“That’s no comfort to me,” said Captain Howard, visibly comforted, nevertheless.

Mervyn, roused from the soft conceits of superiority, sought to follow her lead.

“I think, since you permit me to express my opinion, sir, that the detachment is in far less danger from the inclemency of the weather than from Ensign Raymond’s inexperience. A judicious officer would have faced about at once and returned to the fort before he could be blockaded, with the drifts filling the mountain defiles. I should, I am sure.”

“And a very damn fool you would have been!” exclaimed Captain Howard, testily.
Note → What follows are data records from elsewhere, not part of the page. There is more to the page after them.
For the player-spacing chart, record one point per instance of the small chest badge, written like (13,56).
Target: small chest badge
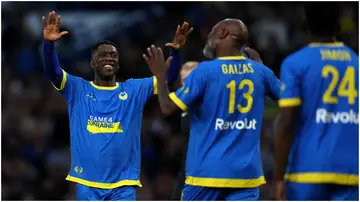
(123,96)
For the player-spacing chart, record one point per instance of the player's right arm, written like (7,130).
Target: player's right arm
(186,95)
(61,80)
(181,34)
(51,64)
(272,84)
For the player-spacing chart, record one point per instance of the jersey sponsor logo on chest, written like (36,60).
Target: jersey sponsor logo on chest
(123,95)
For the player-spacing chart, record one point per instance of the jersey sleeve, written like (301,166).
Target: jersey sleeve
(147,87)
(193,88)
(290,85)
(69,86)
(272,85)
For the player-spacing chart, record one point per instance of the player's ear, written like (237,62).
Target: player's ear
(223,33)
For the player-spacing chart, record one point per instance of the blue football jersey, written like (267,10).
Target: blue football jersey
(323,80)
(225,97)
(105,125)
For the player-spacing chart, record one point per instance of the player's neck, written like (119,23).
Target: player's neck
(109,83)
(228,52)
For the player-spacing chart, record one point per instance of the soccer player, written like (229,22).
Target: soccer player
(319,102)
(105,120)
(225,97)
(186,69)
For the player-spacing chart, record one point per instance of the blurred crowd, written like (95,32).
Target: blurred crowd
(35,129)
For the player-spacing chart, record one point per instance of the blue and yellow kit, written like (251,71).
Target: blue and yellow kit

“Dear Brother! In Arabella’s presence!” Mrs. Annandale admonished him, as she sat in her big arm-chair, busy with her knotting, which she dextrously accomplished without other illumination than the light of the fire, which was reflected from the jewels on her slender twinkling fingers and flashed back from the glittering beads of her gorgeous knotting-bag. She deprecated this caustic discourtesy to Captain-Lieutenant Mervyn.

“I am not afraid Arabella will learn to swear, and I don’t see any other harm that anything I say can do to her,” retorted Captain Howard. He was even less pleased with the suggestion that the man to whom he had entrusted the lives of twenty of his soldiers was an unwise selection, than that, if he had had more prudential forethought, he might have divined the coming of the obstructive tempest.
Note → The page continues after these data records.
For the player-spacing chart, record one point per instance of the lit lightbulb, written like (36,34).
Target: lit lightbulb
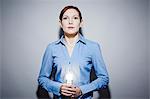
(69,77)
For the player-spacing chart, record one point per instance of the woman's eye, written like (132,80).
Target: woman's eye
(76,18)
(64,18)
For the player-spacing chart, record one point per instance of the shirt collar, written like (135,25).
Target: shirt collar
(81,39)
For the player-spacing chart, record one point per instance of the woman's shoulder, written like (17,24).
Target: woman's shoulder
(52,44)
(92,42)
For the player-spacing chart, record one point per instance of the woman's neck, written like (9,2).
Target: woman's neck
(71,38)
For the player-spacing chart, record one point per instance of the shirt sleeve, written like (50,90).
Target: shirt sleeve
(45,72)
(100,71)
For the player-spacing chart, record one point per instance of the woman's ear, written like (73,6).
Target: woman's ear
(60,23)
(81,23)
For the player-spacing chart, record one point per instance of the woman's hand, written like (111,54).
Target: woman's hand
(70,90)
(67,90)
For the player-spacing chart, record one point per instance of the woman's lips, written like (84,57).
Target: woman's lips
(70,27)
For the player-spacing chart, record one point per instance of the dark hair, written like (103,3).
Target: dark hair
(69,7)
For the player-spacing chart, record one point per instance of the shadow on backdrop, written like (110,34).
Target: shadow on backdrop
(41,93)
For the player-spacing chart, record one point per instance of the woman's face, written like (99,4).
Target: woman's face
(70,21)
Mervyn was rather more stiffly erect than usual, and his long pale face had flushed to the roots of his powdered hair. It was most obvious, despite his calm, contained manner that he considered himself needlessly affronted. “But like father, like daughter,” Mrs. Annandale reflected, when Arabella, without the scantiest notice of his aspect, once more joined in the discussion.

“Now that is just how I think you show your knowledge of men and opportunities, papa,” she remarked. “A more experienced officer than Mr. Raymond—Mr. Mervyn, for instance—would have turned back and lost your opportunity, who knows for how long, and the men would have been so demoralized by relinquishing the march for a snow-storm that they might not have made their way back even to Fort Prince George—remember how sudden it was, and how soon those nearest defiles were full of drifts. A man can be snowed under in twenty miles of forest as easily as in a hundred. But a young, ardent, dreadnaught like Mr. Raymond will push the men through by the sheer impetus of his own character. His buoyant spirit will make the march a lark for the whole command.”
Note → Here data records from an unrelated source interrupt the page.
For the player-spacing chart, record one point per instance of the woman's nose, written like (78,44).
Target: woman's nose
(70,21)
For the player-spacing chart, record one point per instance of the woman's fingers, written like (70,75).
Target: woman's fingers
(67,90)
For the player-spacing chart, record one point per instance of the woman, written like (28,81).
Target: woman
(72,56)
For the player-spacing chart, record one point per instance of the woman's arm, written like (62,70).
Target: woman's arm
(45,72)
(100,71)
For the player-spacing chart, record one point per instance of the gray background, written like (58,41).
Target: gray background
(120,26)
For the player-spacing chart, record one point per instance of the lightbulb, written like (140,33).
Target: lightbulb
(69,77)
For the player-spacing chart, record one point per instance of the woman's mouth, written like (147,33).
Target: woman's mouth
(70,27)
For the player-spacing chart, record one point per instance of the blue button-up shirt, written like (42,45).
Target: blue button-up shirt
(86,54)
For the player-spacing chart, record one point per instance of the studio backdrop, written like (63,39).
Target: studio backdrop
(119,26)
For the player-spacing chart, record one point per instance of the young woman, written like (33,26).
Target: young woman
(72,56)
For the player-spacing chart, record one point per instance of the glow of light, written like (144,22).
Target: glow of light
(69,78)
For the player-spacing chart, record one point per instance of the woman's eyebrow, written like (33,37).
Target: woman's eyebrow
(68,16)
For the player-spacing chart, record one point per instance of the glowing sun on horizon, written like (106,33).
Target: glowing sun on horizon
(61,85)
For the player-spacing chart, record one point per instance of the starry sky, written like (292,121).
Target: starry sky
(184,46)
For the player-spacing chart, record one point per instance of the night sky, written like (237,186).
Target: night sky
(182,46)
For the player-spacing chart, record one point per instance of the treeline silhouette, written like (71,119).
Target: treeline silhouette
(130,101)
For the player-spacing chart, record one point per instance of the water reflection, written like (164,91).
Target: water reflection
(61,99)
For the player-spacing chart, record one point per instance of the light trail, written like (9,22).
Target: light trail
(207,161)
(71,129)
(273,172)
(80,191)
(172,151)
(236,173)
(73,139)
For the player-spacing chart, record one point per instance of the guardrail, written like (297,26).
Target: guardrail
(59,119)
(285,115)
Mervyn’s eyes widened as he listened in stultified surprise. He was amazed at his lady-love’s temerity, to thus suggest Raymond’s superiority to him in aught. He sought to meet her eye with a gaze of dignified reproof. But she was evidently not thinking of him. In truth, Arabella’s heart was soft with sympathy for the commandant, yearning after his twenty odd hardened, harum-scarum young soldiers, as if they were the babes in the wood. He was afraid he had unduly exposed them to danger, and in the thought no woman could have been more troubled and tender,—in fact, for such a cause his sister could never have been so softened, so hysterically anxious.

“You are right, Arabella; Raymond has something better than caution or judgment. He is pertinacious and insistent, carries things before him, won’t take no for an answer—he is a very good fighting man, too.”